Product-Specific Certifications
Product certifications vary with grade specifications and are mapped to the requirements of different electronic, optoelectronic, and specialty application sectors. Typical certification scopes center on absence or minimization of elemental impurities, organic residuals, and physical property control so that each lot aligns with evolving customer benchmarks. Where regulatory or customer mandated testing applies—such as compliance with hazardous substance restrictions or proof of purity exceeding a defined analytical threshold—independent validation documentation accompanies shipment for qualifying orders. Such documentation remains grade- and region-dependent.
Documentation & Reports
Each shipment leaves our manufacturing site with a batch-specific certificate of analysis detailing main purity criteria, trace impurity content (where testing was performed), and relevant physicochemical performance metrics. Where process route variation or grade customization justifies expanded testing, the delivered documentation set reflects these additions, whether through in-process chromatograms, spectroscopic overlays, or impurity profiling. Reports follow an archival procedure, making reference data available for regulatory trace-back, dispute resolution, or repeat order standardization.
Purchase Cooperation Instructions
Stable Production Capacity Supply and Flexible Business Cooperation Plan
Process selection for 9-(1-Naphthyl)-10-(2-Naphthyl)Anthracene targets a stable core capacity backed by redundancy and demand forecasting, particularly for OLED, materials science, and advanced optoelectronics markets. Order acceptances factor in both forecasted and spot market demand, allowing scaling within the confines of purification bottlenecks and precursor availability. Routine feedback from customer scheduling forms the basis for monthly allocation and surge capacity management, reducing risk of supply interruption.

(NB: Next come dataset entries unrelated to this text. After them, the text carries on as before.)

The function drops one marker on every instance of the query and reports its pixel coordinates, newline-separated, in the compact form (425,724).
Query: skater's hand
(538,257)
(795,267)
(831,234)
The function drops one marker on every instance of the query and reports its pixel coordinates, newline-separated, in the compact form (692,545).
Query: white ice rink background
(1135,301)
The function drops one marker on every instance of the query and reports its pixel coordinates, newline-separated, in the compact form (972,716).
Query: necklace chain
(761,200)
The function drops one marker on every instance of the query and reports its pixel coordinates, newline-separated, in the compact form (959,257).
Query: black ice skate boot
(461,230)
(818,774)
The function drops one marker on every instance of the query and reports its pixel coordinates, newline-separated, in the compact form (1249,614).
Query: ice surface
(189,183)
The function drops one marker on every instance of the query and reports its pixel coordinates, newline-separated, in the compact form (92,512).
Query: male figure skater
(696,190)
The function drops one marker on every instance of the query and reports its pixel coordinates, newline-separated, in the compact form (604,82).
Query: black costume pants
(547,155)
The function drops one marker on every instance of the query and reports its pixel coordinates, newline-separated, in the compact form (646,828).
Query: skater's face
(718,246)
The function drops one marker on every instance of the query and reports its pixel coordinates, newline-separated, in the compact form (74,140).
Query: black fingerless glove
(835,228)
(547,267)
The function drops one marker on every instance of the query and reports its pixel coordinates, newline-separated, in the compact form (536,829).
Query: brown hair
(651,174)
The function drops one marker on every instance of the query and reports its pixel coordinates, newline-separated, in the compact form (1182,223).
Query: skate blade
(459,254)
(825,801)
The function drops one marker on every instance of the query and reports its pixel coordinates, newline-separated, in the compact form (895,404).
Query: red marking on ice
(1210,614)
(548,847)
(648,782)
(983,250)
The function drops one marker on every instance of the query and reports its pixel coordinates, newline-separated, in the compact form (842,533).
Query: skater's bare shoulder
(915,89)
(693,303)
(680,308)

Core Production Capacity and Stable Supply Capability
Core manufacturing lines integrate both continuous and batch synthesis steps, selected for consistency in impurity distribution and ease of scale adjustment. Downstream purification utilizes solvent and thermal route flexibility, letting process engineers adapt control points to meet different application-driven purity needs. Finished-goods inventory aligns to critical-path shipping constraints, balancing risk between warehousing cost and customer pull-based supply. Release for shipment depends on lot-by-lot QA clearance, which incorporates both screening and deep-dive analytical tests according to grade or order type.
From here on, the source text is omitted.